1) extend(lambda x: 'xxxx' if t='xx' else t.replace('a','').replace('b',''), ['col_name1'], 'col_name', 'string')

2) restrict(lambda x:x !=0, ['col'])

I have tried to parse this using regex but so far it fails to parse the argument list properly. i am new to pyparsing so any help is appreciated.


Solution

  • Those are some pretty complicated argument lists in those functions. So if you are trying to parse them, this will be a pretty big job.

    However, if you just want the function name, and a string of the arguments passed in, then with pyparsing, you can use some easy short-cuts.

    If you keep your plan very high-level, you can write your BNF as:

    function_call ::= identifier '(' arguments ')'
    idenntifier ::= word starting with alpha or '_', followed by zero or more alphanums or '_'
    arguments ::= (let's not worry about this for the moment)
    

    If we just consider the arguments as a list of items that may be nested in one or more levels of parentheses, then we can use pyparsing's nestedExpr helper to capture them.

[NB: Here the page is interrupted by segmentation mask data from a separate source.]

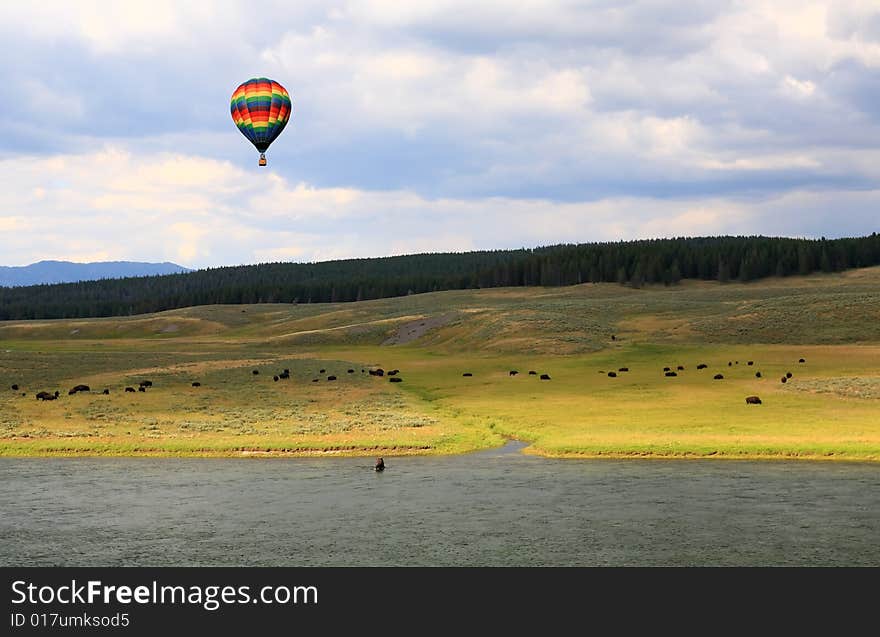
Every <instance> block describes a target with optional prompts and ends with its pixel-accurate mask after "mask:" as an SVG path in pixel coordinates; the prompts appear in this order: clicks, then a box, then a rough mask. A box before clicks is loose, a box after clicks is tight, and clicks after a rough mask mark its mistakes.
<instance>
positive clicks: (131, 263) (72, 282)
mask: <svg viewBox="0 0 880 637" xmlns="http://www.w3.org/2000/svg"><path fill="white" fill-rule="evenodd" d="M180 272H192V270H190V269H189V268H184V267H183V266H180V265H177V264H176V263H169V262H167V261H166V262H164V263H141V262H138V261H103V262H98V263H72V262H70V261H39V262H38V263H31V264H30V265H23V266H0V287H13V286H20V285H39V284H41V283H74V282H76V281H95V280H98V279H121V278H125V277H130V276H152V275H156V274H178V273H180Z"/></svg>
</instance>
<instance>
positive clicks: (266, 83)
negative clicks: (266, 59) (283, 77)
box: [229, 77, 292, 166]
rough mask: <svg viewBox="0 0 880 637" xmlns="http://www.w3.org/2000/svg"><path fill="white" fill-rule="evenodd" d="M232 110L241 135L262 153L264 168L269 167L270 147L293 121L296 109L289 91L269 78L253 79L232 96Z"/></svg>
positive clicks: (242, 84) (231, 108) (234, 119)
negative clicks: (288, 92)
mask: <svg viewBox="0 0 880 637" xmlns="http://www.w3.org/2000/svg"><path fill="white" fill-rule="evenodd" d="M229 110H230V111H231V112H232V121H233V122H235V125H236V126H238V130H240V131H241V134H242V135H244V136H245V137H247V138H248V140H250V142H251V143H252V144H253V145H254V146H256V147H257V150H258V151H260V166H265V165H266V150H267V149H268V148H269V144H271V143H272V142H273V141H275V138H276V137H278V135H280V134H281V131H283V130H284V127H285V126H286V125H287V122H288V121H290V115H291V113H292V109H291V104H290V94H289V93H288V92H287V89H285V88H284V87H283V86H281V85H280V84H279V83H278V82H276V81H275V80H270V79H269V78H267V77H253V78H251V79H249V80H248V81H247V82H244V83H243V84H241V85H240V86H239V87H238V88H237V89H235V92H233V93H232V101H231V103H230V106H229Z"/></svg>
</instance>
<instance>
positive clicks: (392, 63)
mask: <svg viewBox="0 0 880 637" xmlns="http://www.w3.org/2000/svg"><path fill="white" fill-rule="evenodd" d="M3 11H4V19H3V20H2V21H0V36H2V41H3V42H4V50H5V54H4V58H3V61H2V62H0V99H2V103H3V106H4V108H3V117H2V118H0V265H24V264H27V263H31V262H34V261H38V260H41V259H67V260H73V261H99V260H119V259H127V260H139V261H165V260H169V261H175V262H177V263H180V264H182V265H186V266H190V267H207V266H218V265H232V264H239V263H257V262H266V261H291V260H292V261H313V260H326V259H336V258H345V257H360V256H381V255H390V254H403V253H413V252H428V251H462V250H472V249H492V248H513V247H521V246H535V245H546V244H549V243H560V242H570V243H574V242H589V241H605V240H617V239H633V238H645V237H663V236H693V235H707V234H768V235H786V236H822V235H824V236H827V237H835V236H847V235H860V234H869V233H871V232H873V231H880V5H878V3H877V1H876V0H827V1H823V2H812V1H810V0H791V1H789V0H767V1H763V0H736V1H735V0H692V1H690V2H686V3H683V2H681V1H680V0H631V1H626V0H620V1H613V0H594V1H585V2H565V1H558V2H553V1H537V0H522V1H520V2H516V3H510V2H489V1H479V0H478V1H477V2H474V1H471V0H465V1H458V0H449V1H433V0H431V1H429V0H424V1H420V2H414V3H403V2H398V1H397V0H373V1H365V2H345V1H340V2H332V1H328V2H314V3H311V2H306V1H301V2H297V3H291V2H278V3H275V2H272V1H267V0H263V1H261V2H260V3H254V2H252V1H249V2H233V1H229V2H214V3H197V2H191V3H190V2H188V3H179V2H171V1H169V2H165V1H163V0H149V1H147V2H138V1H134V0H131V1H126V2H119V3H108V2H103V1H96V2H89V1H87V0H79V1H77V2H40V3H25V2H19V3H8V4H6V5H4V9H3ZM254 76H268V77H270V78H273V79H275V80H277V81H278V82H280V83H281V84H283V85H284V86H285V87H286V88H287V89H288V91H289V92H290V94H291V96H292V99H293V110H294V115H293V120H292V122H291V123H290V124H289V125H288V126H287V128H286V129H285V131H284V132H283V133H282V135H281V136H280V137H279V138H278V140H277V141H276V142H275V143H274V144H273V146H272V147H271V148H270V150H269V153H268V157H269V166H268V167H267V168H259V167H258V166H257V157H258V154H257V153H256V151H255V150H254V148H253V147H252V146H251V145H250V144H249V142H247V140H245V138H244V137H243V136H242V135H241V134H240V133H239V132H238V131H237V129H236V128H235V126H234V124H233V123H232V119H231V117H230V114H229V98H230V95H231V93H232V91H233V90H234V89H235V88H236V86H238V84H240V83H241V82H243V81H244V80H246V79H248V78H250V77H254Z"/></svg>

    import pyparsing as pp
    
    identifier = pp.Word('_' + pp.alphas, '_' + pp.alphanums)
    arg_list = pp.nestedExpr()  # nesting delimiters default to '(' and ')'
    function_call = identifier("name") + arg_list("args")
    
    tests = """\
        extend(lambda x: 'xxxx' if t='xx' else t.replace('a','').replace('b',''), ['col_name1'], 'col_name', 'string')
        restrict(lambda x:x !=0, ['col'])"""
    
    function_call.runTests(tests)
    

    Prints:

    extend(lambda x: 'xxxx' if t='xx' else t.replace('a','').replace('b',''), ['col_name1'], 'col_name', 'string')
    ['extend', ['lambda', 'x:', "'xxxx'", 'if', 't=', "'xx'", 'else', 't.replace', ["'a'", ',', "''"], '.replace', ["'b'", ',', "''"], ',', '[', "'col_name1'", '],', "'col_name'", ',', "'string'"]]
    - args: [['lambda', 'x:', "'xxxx'", 'if', 't=', "'xx'", 'else', 't.replace', ["'a'", ',', "''"], '.replace', ["'b'", ',', "''"], ',', '[', "'col_name1'", '],', "'col_name'", ',', "'string'"]]
      [0]:
        ['lambda', 'x:', "'xxxx'", 'if', 't=', "'xx'", 'else', 't.replace', ["'a'", ',', "''"], '.replace', ["'b'", ',', "''"], ',', '[', "'col_name1'", '],', "'col_name'", ',', "'string'"]
        [0]:
          lambda
        [1]:
          x:
        [2]:
          'xxxx'
        ... every word in the args broken out separately
        [16]:
          ,
        [17]:
          'string'
    - name: 'extend'
    
    
    restrict(lambda x:x !=0, ['col'])
    ['restrict', ['lambda', 'x:x', '!=0,', '[', "'col'", ']']]
    - args: [['lambda', 'x:x', '!=0,', '[', "'col'", ']']]
      [0]:
        ['lambda', 'x:x', '!=0,', '[', "'col'", ']']
    - name: 'restrict'
    

    If you just want the args list as a string, then you can wrap in pyparsing's originalTextFor. Change arg_list to:

    arg_list = pp.originalTextFor(pp.nestedExpr())
    

    Now rerunning the tests gives:

    extend(lambda x: 'xxxx' if t='xx' else t.replace('a','').replace('b',''), ['col_name1'], 'col_name', 'string')
    ['extend', "(lambda x: 'xxxx' if t='xx' else t.replace('a','').replace('b',''), ['col_name1'], 'col_name', 'string')"]
    - args: "(lambda x: 'xxxx' if t='xx' else t.replace('a','').replace('b',''), ['col_name1'], 'col_name', 'string')"
    - name: 'extend'
    
    
    restrict(lambda x:x !=0, ['col'])
    ['restrict', "(lambda x:x !=0, ['col'])"]
    - args: "(lambda x:x !=0, ['col'])"
    - name: 'restrict'
    

    If you want to remove the opening and closing ()'s, and parse out the delimiting commas, that is an exercise left for the reader/OP. (If this is the case, you may want to go back to the first version, and work with the parsed-out bits of the arg list instead of the all-one-string version.)